Jul 8, 2014

Trickle-Down Economics

The trickle-down theory, also known as supply-side theory, is the idea - largely hated but still beloved by policy makers - that wealth 'trickles down' from the top to other levels of society.

The theory goes that if you provide tax cuts and investment incentives to business and the wealthy, business and investment increase and thereby provide economic benefit to everyone else.

There has always been opposition to this theory, and it has always been up for parody. Since the GFC, dissent has grown with the Occupy Wall Street movement and its powerful theme: "We are the 99%" . Current bestseller 'Capital in the Twenty-First Century' posits that instead of trickling down, wealth tends to accumulate at the top and stay there, forcing an ever-growing gap between rich and poor that threatens political and social stability.

Policy makers have a hard job these days. The world is more difficult to run because we all know now how complex it is. The digital world (24-hour news, social media, democratised commentary) doesn't give politicians a break. The Great Recession continues and shows no real sign of ending. And following the ambiguous results of stimulus programs since 2008, stimulus is out and economic tough love is back in.

We know we can't go back to high levels of taxation and over-regulated economies. Having lived in a stagnant, isolated economy (New Zealand pre-deregulation) I remember it doesn't work. But I also lived in an economy going through the throes of deregulation (New Zealand under 'Rogernomics') and it was painful to see the impacts: people suffering the blows of sudden, wrenching change and the government seemingly heartless in response.

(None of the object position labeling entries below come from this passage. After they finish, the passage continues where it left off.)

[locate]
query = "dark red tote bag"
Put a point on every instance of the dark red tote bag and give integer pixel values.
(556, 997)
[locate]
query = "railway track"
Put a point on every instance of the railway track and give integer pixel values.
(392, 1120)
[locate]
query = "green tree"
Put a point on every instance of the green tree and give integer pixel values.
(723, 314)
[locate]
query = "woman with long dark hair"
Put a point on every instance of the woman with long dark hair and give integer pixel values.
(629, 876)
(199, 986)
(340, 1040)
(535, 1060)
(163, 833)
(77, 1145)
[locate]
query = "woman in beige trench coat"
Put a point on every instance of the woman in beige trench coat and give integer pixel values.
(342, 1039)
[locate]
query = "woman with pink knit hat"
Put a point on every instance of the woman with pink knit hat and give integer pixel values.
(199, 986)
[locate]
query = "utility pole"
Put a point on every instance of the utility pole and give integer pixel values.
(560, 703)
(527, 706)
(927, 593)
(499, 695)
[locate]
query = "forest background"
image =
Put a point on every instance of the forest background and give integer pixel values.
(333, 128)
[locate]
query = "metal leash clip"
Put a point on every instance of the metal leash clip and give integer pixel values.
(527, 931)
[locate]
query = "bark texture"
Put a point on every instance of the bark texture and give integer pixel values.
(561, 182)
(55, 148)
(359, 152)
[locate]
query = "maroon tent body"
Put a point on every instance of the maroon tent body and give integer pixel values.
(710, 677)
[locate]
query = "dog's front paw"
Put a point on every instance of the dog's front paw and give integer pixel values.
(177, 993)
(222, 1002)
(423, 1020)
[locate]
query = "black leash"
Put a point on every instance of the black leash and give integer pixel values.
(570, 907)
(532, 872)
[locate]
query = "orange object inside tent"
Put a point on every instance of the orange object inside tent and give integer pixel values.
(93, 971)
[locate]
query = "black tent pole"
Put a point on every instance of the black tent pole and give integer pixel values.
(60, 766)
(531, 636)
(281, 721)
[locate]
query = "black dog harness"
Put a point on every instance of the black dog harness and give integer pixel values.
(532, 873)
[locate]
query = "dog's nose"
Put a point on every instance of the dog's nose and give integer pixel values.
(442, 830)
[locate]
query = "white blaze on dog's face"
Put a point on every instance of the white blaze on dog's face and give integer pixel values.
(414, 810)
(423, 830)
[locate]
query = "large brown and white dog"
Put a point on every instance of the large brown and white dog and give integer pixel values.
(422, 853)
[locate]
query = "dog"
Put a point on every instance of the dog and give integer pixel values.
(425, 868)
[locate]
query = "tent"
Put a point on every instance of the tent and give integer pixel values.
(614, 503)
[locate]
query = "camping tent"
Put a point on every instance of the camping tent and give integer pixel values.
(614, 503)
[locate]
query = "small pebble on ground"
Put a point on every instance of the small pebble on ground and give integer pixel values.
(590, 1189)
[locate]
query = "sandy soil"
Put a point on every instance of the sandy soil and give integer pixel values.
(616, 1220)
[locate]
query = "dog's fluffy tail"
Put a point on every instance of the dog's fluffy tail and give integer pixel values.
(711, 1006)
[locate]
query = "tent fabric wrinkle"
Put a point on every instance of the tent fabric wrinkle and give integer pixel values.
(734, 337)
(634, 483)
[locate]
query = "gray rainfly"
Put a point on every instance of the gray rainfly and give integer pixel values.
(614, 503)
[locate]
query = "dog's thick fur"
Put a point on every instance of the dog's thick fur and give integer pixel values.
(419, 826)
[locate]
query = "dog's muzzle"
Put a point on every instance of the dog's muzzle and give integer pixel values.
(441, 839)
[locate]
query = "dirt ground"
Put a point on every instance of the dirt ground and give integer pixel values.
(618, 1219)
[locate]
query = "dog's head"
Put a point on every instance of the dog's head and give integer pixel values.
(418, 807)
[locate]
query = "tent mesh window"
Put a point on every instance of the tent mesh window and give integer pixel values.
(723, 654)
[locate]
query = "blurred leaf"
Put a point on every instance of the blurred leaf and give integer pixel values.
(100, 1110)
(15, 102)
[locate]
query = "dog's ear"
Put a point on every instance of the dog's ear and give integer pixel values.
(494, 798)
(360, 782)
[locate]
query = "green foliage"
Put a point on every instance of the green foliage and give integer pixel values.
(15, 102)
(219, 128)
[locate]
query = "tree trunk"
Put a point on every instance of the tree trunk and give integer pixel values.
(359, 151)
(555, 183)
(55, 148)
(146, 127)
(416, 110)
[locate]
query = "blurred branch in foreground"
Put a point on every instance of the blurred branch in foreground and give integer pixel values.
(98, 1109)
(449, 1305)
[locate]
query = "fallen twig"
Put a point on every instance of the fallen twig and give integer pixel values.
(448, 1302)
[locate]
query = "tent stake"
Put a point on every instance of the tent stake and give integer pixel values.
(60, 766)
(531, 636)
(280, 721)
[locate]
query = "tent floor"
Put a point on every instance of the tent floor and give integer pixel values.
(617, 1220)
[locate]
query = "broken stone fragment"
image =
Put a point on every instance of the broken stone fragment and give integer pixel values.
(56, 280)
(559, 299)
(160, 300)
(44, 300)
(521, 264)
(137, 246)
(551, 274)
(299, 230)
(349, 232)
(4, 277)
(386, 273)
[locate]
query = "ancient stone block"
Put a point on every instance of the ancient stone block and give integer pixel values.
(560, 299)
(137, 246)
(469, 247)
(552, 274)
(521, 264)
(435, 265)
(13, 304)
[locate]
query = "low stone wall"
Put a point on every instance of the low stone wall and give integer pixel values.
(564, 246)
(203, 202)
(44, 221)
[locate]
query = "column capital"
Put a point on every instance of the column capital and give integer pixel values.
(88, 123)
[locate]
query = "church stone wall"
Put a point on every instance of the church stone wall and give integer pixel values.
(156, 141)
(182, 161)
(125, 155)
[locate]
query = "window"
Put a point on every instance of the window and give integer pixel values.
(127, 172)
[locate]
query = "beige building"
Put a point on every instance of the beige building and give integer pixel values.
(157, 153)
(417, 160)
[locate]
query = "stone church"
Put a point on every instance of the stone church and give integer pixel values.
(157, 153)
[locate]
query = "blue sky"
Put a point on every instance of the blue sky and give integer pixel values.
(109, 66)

So the market can't be left to run unfettered. Some level of 'tax-and-spend' is necessary to regulate, ensure a modicum of fairness, and pay for necessary infrastructure and services.

The trickle-down effect may work a little, but it's not very effective and it's not a solution in itself for managing an economy.

Here's my view of the trickle-down effect:


  1. I saw a story this morning which said that the wealth of the seven richest people in Australia is greater than the nation's bottom 1.73 million households combined. I would like to see a little more equity, and resent the taxation and industry concessions which feed these disparities. Which probably makes me a tree-hugging lefty.

  2. Jackie, the trickle-down picture is great but I can't see difference. It is tricky just economy.

  3. I think you've got the picture.

  4. I don't understand economic policies. I can see that thing will have to change if we want infrastructure to be built/repaired/maintained etc, but when we get taxed more and see nothing happening, it gets a bit worrying. More taxes yet schools and hospitals are closing? More taxes yet roads are still in poor condition? More taxes yet people are still on long waiting lists for housing.
    I understand these things take time, but it's been several years now of more taxes/levies etc and all we've seen is a big new sporting ground.....

    1. This makes me mad too. I totally believe in taxes, and in tiered taxation levels (rich pay more, poor less, even though I know it leaves the middle squeezed). There is definitely a conundrum in that the more taxes we pay the less efficient the government gets with them. But then these days too we probably expect much more from government, and services, than we used to, so more tax money probably goes to things that don't stand out well, and it seems a given that schools and hospitals will always starve even though they need the money most. No one ever gets it right.